An advanced threat cluster identified as UAC-0212 has intensified efforts to breach vital infrastructure systems in Ukraine, as per a recent alert from CERT-UA (Government Computer Emergency Response Team of Ukraine).
Since July 2024, these assaults have been targeting energy, water distribution, grain transit, and transportation industries by executing synchronized supply-chain breaches.
The faction utilizes harmful payloads, sophisticated persistence mechanisms, and innovative evasion strategies to disrupt industrial control systems (ICS) and operational technology (OT).
UAC-0212 functions as a subgroup of the infamous UAC-0002 (Sandworm/APT44) assembly, weaving conventional cyberespionage with damaging goals.
The initial intrusion vectors comprise phishing emails loaded with weaponized PDF documents. These PDFs camouflage malicious LNK files (CV_Vitaliy_Klymenko_22.11.2024.pdf.lnk) that exploit CVE-2024-382, a critical Windows vulnerability that allows arbitrary PowerShell command execution.
The Computer Emergency Response Team of Ukraine observed that once triggered, these files fetch decoy documents while surreptitiously installing modular malware such as SECONDBEST, EMPIREPAST, and SPARK in the background.
The perpetrators utilize legitimate network protocols like RSYNC (C:WindowsMicrosoftRsyncrsync.exe) for lateral traversal and data extraction.
Sustained access points are established through adjustments in registry settings (HKCUSOFTWAREMicrosoftWindowsCurrentVersionRunSystemZ_611) and launch scripts (%APPDATA%MicrosoftWindowsStart MenuProgramsStartupupdater.vbs).
Incursion Sequence and Malware Armory
The incursion process commences with a malevolent PDF carrying obfuscated PowerShell directives. For instance, the ensuing snippet entails XOR-based payload decryption and links to 62.113.238.72 for command-and-control (C2):-
powershell JAB1AHIAbAAgAD0AIAAiAGgAdAB0AHAAcwA6AC8ALwBmAGUAbQB1AG4AZABlAG4AZwBlAHIAZABh... [truncated] JABTAHQAcgBpAG4AZwBSAGEAbgBkAG8AbQBGAG8AbABkAGUAcgAgAD0AIABHAGUAdAAtAFIAYQBuA... [truncated]
Significant payloads include:-
- SECONDBEST: A GoLang-based loader that releases CROOKBAG (SHA256:
9bdf252eec4cf8a32cd92be3568e6187e80a80ecc5c528439312fb263cda8905). - EMPIREPAST: A DLL sideloader (
ssowoface.dll, SHA256:1be7c11d50e38668e35760f32aac9f9536260d58685d3b88bcb9a276b3e0277a) simulating legitimate software updates. - SPARK: A remote access trojan (RAT) establishing communication with 154.222.245.165** via TCP/443.
The compromised infrastructure encompasses Ukrainian logistics enterprises specialized in transporting hazardous materials and grain reserve systems.
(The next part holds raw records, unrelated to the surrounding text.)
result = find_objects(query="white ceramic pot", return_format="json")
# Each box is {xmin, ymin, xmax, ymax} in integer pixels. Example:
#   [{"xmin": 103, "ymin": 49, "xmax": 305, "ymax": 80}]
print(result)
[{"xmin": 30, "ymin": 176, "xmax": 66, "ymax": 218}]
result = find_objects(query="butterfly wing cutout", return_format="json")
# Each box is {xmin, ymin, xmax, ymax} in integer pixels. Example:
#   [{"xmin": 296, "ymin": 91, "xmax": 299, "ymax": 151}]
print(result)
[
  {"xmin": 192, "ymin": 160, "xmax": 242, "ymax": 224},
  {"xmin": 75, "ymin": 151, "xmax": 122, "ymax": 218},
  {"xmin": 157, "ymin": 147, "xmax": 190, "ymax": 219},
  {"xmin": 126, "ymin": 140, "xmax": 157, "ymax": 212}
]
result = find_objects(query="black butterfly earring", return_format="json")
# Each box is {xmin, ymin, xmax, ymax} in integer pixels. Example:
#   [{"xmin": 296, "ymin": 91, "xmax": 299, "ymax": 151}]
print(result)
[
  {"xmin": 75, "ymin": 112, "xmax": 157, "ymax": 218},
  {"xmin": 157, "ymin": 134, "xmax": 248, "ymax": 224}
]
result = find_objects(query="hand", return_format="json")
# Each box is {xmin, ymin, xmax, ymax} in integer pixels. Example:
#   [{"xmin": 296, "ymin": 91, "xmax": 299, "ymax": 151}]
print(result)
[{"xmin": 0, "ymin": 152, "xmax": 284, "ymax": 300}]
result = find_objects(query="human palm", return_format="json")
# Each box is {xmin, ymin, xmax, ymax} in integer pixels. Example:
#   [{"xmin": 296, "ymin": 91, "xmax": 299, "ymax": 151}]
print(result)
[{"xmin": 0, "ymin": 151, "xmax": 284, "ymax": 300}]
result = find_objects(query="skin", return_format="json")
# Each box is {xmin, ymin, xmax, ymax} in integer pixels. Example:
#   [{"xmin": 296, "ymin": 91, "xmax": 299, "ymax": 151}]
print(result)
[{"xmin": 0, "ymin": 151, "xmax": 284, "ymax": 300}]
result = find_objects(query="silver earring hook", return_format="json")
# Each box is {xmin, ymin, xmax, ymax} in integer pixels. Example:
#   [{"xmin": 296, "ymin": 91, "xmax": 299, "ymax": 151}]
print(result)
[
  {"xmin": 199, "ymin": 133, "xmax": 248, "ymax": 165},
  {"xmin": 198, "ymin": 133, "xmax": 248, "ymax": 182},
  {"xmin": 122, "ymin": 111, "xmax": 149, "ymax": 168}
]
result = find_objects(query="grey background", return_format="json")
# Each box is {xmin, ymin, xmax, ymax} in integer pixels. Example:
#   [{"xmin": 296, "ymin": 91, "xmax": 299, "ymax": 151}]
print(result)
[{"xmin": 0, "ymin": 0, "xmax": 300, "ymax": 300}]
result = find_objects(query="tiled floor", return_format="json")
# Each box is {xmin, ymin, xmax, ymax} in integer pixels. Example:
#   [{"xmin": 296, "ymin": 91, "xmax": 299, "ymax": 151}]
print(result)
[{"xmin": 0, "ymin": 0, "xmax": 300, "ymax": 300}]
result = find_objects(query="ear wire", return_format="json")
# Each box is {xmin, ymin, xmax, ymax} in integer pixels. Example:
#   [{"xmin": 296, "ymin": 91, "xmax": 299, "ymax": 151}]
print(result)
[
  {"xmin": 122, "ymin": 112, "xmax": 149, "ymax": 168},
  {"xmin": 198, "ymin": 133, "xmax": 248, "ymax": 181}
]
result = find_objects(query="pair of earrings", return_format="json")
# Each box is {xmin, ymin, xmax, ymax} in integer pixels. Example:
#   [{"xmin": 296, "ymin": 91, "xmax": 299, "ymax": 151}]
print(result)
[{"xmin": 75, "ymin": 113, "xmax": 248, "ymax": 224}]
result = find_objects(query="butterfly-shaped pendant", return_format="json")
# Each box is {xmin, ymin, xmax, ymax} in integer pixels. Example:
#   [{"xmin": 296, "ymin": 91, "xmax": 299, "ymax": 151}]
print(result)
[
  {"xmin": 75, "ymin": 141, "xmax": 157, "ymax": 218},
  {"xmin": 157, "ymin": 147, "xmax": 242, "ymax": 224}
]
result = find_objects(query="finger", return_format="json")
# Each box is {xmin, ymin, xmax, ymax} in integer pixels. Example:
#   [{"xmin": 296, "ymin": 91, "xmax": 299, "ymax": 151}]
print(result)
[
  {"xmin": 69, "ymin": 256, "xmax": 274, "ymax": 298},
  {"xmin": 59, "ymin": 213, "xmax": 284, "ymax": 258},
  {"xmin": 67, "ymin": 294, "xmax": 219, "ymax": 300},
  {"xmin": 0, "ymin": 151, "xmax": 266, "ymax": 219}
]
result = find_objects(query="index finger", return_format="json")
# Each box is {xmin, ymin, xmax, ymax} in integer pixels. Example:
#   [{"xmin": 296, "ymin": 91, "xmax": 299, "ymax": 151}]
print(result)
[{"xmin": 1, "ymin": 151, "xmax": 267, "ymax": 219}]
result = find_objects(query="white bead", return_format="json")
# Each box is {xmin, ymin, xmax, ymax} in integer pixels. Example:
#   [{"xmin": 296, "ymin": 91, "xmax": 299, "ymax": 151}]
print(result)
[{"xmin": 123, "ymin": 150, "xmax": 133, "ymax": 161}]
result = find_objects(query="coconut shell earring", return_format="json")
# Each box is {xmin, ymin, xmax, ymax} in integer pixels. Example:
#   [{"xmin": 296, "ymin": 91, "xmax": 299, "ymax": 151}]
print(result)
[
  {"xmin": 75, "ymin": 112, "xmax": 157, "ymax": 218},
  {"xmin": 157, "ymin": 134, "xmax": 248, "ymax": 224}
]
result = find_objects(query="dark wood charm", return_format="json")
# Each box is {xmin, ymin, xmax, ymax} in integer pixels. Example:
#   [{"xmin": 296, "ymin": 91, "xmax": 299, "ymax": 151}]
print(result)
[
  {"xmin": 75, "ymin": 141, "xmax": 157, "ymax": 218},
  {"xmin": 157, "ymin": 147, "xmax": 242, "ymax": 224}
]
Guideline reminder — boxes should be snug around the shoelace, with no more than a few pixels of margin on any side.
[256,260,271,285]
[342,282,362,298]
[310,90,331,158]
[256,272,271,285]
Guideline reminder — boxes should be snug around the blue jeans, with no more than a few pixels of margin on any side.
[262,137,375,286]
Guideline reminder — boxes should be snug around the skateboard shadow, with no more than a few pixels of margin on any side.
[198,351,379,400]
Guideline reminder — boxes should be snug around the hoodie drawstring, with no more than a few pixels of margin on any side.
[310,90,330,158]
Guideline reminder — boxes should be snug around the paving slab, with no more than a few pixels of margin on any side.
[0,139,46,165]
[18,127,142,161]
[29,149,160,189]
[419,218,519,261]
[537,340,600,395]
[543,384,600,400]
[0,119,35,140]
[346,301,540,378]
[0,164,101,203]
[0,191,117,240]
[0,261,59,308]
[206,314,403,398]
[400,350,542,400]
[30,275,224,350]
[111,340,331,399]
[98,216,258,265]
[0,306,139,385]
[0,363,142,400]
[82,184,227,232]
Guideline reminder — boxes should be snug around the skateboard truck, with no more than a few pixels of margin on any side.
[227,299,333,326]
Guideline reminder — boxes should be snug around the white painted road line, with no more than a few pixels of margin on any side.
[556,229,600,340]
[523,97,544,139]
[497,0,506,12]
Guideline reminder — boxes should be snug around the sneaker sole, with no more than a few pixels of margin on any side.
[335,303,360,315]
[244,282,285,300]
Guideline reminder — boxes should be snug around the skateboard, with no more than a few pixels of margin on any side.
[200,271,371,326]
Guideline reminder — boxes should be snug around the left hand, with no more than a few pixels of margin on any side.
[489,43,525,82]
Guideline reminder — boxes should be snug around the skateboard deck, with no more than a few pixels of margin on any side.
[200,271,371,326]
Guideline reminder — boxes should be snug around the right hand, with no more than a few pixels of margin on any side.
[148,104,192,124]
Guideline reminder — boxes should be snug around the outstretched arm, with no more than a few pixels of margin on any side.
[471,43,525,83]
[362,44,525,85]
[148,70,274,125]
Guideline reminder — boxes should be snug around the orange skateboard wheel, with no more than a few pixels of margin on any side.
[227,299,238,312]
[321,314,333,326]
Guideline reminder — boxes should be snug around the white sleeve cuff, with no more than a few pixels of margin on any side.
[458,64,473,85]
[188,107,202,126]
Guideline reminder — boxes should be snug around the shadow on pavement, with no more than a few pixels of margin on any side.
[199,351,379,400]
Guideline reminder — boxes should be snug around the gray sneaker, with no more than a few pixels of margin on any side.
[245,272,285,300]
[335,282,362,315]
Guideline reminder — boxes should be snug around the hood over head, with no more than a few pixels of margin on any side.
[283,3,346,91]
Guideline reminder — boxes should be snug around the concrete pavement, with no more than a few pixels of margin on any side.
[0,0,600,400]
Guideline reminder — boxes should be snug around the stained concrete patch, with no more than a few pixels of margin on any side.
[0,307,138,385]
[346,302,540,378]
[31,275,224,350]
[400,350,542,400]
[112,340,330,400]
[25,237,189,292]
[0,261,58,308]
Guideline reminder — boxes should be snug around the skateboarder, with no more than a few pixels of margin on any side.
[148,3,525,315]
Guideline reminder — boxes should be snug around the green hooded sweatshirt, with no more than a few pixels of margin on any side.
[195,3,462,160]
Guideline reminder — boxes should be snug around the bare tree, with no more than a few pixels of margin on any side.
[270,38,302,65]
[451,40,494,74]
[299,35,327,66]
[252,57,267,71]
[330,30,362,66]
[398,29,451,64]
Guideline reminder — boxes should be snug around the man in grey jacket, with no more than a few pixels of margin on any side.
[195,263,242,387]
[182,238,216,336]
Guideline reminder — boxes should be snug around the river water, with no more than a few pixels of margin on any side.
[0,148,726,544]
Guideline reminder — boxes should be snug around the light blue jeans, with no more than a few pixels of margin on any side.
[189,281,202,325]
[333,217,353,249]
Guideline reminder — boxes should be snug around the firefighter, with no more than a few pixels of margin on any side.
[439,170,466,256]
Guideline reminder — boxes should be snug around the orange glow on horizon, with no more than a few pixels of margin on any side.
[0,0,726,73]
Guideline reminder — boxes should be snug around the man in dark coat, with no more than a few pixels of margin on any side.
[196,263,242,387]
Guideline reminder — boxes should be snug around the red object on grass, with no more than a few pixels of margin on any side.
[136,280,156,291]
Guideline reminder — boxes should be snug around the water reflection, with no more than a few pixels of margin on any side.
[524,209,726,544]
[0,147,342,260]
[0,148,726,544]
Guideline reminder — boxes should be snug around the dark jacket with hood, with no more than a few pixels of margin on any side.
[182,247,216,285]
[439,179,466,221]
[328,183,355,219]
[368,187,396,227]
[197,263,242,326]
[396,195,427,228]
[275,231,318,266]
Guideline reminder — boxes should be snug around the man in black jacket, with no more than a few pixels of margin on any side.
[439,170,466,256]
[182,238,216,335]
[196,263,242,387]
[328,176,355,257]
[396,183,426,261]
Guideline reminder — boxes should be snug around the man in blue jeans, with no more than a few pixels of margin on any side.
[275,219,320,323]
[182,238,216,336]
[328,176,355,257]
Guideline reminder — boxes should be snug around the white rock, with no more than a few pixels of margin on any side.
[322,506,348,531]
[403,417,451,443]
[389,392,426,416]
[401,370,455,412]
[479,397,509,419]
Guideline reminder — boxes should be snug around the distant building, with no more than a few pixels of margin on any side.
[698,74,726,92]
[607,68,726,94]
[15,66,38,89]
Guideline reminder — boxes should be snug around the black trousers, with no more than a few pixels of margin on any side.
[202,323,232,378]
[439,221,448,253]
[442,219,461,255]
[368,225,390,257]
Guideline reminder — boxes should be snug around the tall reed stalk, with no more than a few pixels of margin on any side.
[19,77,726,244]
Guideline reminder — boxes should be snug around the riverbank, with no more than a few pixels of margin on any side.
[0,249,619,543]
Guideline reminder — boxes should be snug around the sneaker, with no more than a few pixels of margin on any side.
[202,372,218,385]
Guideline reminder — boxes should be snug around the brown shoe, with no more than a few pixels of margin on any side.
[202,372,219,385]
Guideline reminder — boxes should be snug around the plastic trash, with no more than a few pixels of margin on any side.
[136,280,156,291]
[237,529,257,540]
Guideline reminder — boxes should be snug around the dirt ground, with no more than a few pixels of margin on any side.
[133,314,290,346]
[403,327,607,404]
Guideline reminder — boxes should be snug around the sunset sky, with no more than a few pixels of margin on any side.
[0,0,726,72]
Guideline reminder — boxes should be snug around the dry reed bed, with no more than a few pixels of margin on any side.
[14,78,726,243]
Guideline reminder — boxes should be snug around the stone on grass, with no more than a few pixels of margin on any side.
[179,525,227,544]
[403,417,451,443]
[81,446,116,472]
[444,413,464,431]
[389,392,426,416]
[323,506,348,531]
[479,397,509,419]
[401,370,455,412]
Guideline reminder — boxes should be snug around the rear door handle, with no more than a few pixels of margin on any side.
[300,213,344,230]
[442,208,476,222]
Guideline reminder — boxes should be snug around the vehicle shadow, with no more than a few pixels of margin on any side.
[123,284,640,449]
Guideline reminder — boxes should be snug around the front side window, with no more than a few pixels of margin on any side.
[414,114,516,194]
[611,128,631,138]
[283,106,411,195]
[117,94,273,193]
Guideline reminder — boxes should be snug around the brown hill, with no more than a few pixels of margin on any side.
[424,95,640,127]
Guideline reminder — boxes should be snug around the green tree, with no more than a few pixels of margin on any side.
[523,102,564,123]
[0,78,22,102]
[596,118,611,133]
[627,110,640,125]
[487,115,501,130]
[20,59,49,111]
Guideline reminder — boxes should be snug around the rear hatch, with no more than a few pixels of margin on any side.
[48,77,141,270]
The culprits siphon off engineering blueprints and ICS authority to facilitate subsequent assaults.
CERT-UA advises critical infrastructure operators to scrutinize dubious registry entries, monitor RSYNC traffic, and obstruct the subsequent IOCs:-
- IP Addresses: 91.232.31.178, 185.220.101.104, 45.200.185.5
- File Hashes:
1be7c11d50e38668e35760f32aac9f9536260d58685d3b88bcb9a276b3e0277a(EMPIREPAST),bf3b92423ec8109b38cc4b27795624b65665a1f3a6a18dab29613d4415b4aa18(SPARK).
Businesses are recommended to prioritize network segmentation and enforce application allowlisting for PowerShell.
As UAC-0212 recycles compromised credentials for lateral transversal, CERT-UA suggests rotating all administrative passwords and deploying endpoint detection for abnormal LNK file behaviors.
The agency cautions that mere “antivirus scans” or OS reinstalls fall short, as assailants promptly establish alternative persistence mechanisms.
The post UAC-0212 Hackers Launching Destructive Attack Targeting Critical Infrastructure appeared first on Cyber Security News.